Conditional merging of two dataframes in python3.7

问题

以下是您要翻译的内容:

  1. 我有以下的数据框

col1 term1 term2
ab|a ab a
cd cd

  1. 我想要将这个数据框与另一个数据框(df2)合并,使用“term1”和“term2”两列,但在值为None时跳过/忽略(就像在第2行中一样)。我试图在一个for循环中使用if/else条件来实现这一目标。请查看下面的伪代码(这不是一个功能性代码,因为它也显示错误)。
  2. 这是正确的方法吗,还有更好的方法吗?

df1 = pd.concat([df["col1"], df["col1"].str.split("|", expand=True)], axis=1)
df1.rename(columns={0: 'term1', 1: 'term2'}, inplace=True)

for index, row in df1.iterrows():
if row['term1'] is None:
break
else:
row = row.to_frame()
print(row)
row.merge(df2, how='inner', left_on='term1', right_on='STR')

  1. <details>
  2. <summary>英文:</summary>
  3. I have following dataframe

col1 term1 term2
ab|a ab a
cd cd

  1. I would like to merge this dataframe to another dataframe (df2) using both the columns &quot;term1&quot; and &quot;term2&quot; but skip/ignore when it is None (like in row 2). I am trying to use if/else condition here in a for loop.
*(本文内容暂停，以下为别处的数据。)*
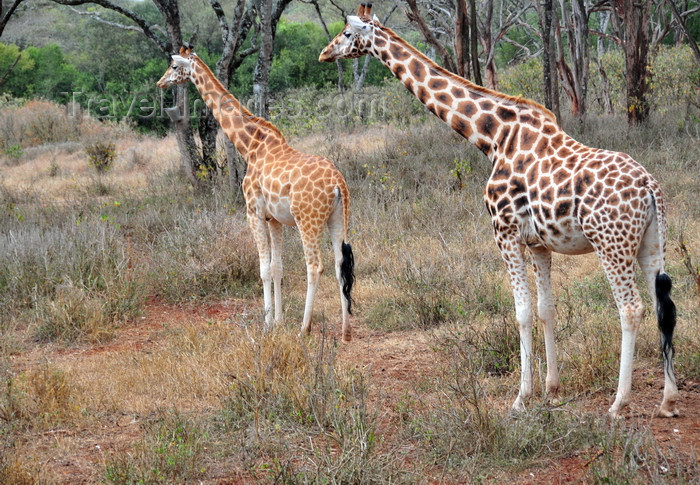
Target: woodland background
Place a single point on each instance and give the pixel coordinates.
(130, 301)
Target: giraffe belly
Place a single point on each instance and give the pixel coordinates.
(279, 210)
(566, 239)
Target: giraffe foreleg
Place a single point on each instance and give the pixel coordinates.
(276, 269)
(542, 262)
(314, 269)
(512, 253)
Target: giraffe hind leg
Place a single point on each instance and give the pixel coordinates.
(276, 269)
(344, 268)
(512, 253)
(658, 283)
(262, 240)
(620, 272)
(314, 269)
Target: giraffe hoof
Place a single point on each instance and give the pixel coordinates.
(668, 411)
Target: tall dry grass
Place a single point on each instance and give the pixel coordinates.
(82, 253)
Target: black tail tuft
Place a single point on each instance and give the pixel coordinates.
(666, 315)
(347, 272)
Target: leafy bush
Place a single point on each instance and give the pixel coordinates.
(101, 155)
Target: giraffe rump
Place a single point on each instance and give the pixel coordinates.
(347, 273)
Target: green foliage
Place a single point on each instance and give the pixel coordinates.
(524, 80)
(41, 72)
(674, 78)
(171, 452)
(101, 156)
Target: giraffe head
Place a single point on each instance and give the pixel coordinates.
(180, 69)
(355, 39)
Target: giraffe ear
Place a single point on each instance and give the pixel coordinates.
(357, 25)
(179, 60)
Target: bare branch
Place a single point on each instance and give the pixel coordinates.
(4, 76)
(145, 27)
(681, 23)
(5, 16)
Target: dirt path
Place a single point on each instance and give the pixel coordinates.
(396, 363)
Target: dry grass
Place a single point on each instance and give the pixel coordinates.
(192, 390)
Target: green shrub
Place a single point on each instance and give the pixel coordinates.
(101, 155)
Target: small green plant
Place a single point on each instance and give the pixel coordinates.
(461, 169)
(53, 169)
(171, 452)
(101, 155)
(14, 151)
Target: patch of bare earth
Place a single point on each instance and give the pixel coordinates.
(396, 363)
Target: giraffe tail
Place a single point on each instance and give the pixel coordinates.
(665, 308)
(665, 315)
(347, 273)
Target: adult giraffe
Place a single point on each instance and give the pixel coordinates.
(282, 187)
(547, 192)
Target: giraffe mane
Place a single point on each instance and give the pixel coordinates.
(244, 111)
(515, 100)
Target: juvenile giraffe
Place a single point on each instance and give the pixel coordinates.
(282, 187)
(547, 192)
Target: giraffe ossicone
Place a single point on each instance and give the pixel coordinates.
(281, 187)
(548, 193)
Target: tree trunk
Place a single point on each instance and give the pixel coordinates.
(414, 16)
(180, 116)
(338, 63)
(549, 73)
(634, 16)
(474, 41)
(574, 77)
(600, 50)
(261, 76)
(461, 40)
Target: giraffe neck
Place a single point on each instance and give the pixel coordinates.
(247, 132)
(478, 114)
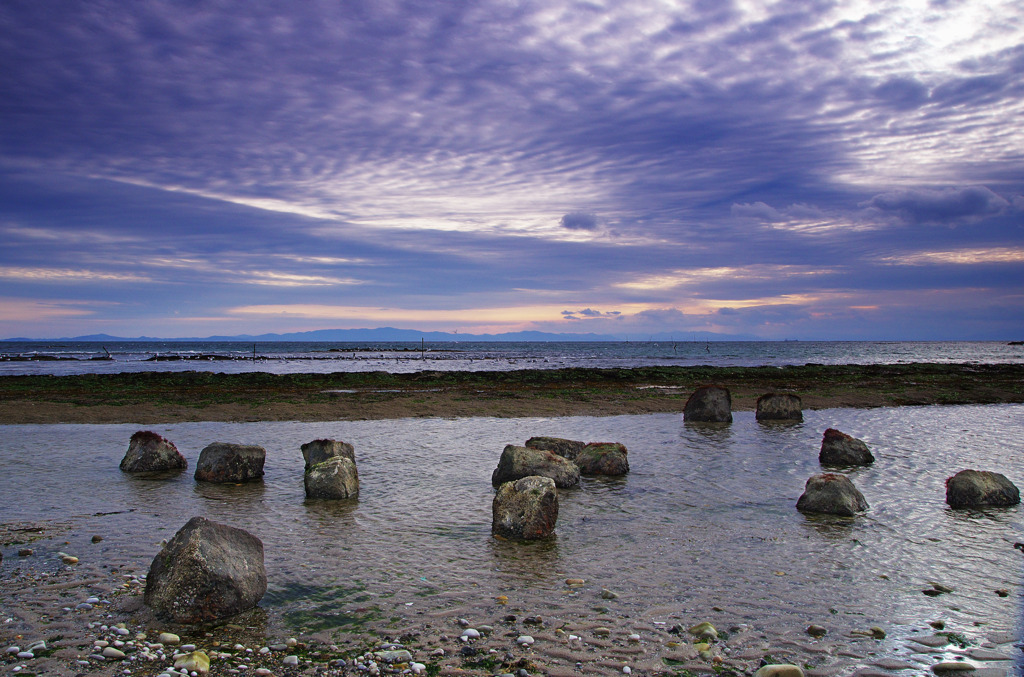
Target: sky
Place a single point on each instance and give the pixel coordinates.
(802, 169)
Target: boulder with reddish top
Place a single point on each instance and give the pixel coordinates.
(832, 494)
(525, 509)
(225, 463)
(779, 407)
(318, 451)
(518, 462)
(709, 404)
(603, 459)
(206, 572)
(981, 489)
(567, 449)
(148, 452)
(840, 449)
(336, 477)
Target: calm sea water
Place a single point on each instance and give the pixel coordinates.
(702, 529)
(85, 357)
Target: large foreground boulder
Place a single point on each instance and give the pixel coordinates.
(206, 573)
(222, 462)
(318, 451)
(603, 459)
(525, 509)
(832, 494)
(840, 449)
(709, 404)
(567, 449)
(334, 478)
(518, 462)
(779, 407)
(147, 452)
(981, 489)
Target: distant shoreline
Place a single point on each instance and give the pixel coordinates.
(153, 397)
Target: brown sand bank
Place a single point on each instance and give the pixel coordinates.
(152, 397)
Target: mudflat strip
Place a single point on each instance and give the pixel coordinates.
(151, 397)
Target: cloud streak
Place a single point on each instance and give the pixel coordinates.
(721, 166)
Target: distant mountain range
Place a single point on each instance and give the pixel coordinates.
(392, 334)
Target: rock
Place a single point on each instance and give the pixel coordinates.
(567, 449)
(981, 489)
(195, 662)
(335, 478)
(221, 462)
(603, 459)
(781, 670)
(147, 452)
(207, 572)
(519, 462)
(525, 509)
(168, 638)
(779, 407)
(318, 451)
(709, 404)
(840, 449)
(832, 494)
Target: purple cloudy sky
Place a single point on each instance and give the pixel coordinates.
(797, 169)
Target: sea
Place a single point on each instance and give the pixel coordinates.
(702, 529)
(60, 357)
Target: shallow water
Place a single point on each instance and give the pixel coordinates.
(702, 529)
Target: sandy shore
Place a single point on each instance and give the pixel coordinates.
(175, 396)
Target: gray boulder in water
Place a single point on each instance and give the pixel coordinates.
(832, 494)
(336, 477)
(206, 573)
(840, 449)
(567, 449)
(779, 407)
(981, 489)
(222, 462)
(518, 462)
(603, 459)
(525, 509)
(148, 452)
(318, 451)
(709, 404)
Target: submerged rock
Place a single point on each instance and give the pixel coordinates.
(148, 452)
(221, 462)
(840, 449)
(981, 489)
(518, 462)
(336, 477)
(567, 449)
(206, 572)
(525, 509)
(779, 407)
(318, 451)
(832, 494)
(603, 459)
(709, 404)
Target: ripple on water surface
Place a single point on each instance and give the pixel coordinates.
(704, 527)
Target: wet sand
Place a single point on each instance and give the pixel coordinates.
(176, 396)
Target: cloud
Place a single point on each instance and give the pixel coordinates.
(579, 221)
(940, 206)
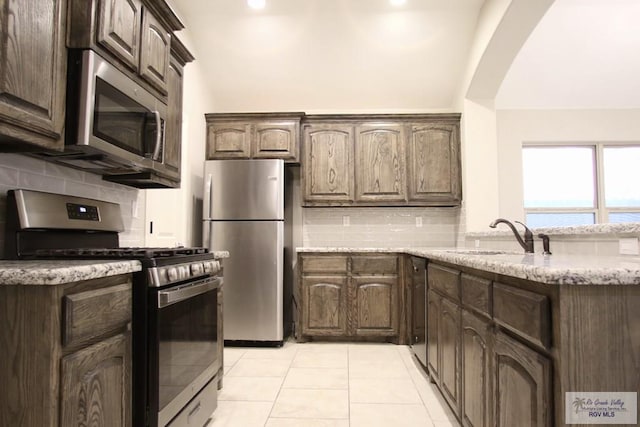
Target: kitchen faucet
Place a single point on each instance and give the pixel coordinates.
(527, 243)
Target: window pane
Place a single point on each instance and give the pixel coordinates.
(558, 177)
(622, 176)
(619, 217)
(559, 219)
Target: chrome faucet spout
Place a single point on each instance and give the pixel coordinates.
(526, 243)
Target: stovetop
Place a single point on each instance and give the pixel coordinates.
(128, 253)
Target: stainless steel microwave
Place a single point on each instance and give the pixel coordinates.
(114, 126)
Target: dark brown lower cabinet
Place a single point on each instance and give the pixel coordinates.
(449, 346)
(523, 385)
(476, 371)
(66, 354)
(350, 296)
(433, 325)
(94, 380)
(325, 305)
(487, 376)
(375, 306)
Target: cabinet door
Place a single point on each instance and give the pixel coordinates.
(154, 52)
(32, 72)
(522, 392)
(434, 302)
(119, 29)
(449, 346)
(228, 140)
(328, 168)
(277, 140)
(476, 371)
(434, 164)
(375, 306)
(324, 305)
(173, 126)
(96, 384)
(379, 155)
Please see the pseudocode below (this is not a functional code as it is showing error as well).
  2. Is it a right approach or there is nicer way to do this.

df1 = pd.concat([df["col1
"],df["col1"].str.split("|", expand=True)], axis=1)
df1.rename(columns={0: 'term1', 1: 'term2'}, inplace=True)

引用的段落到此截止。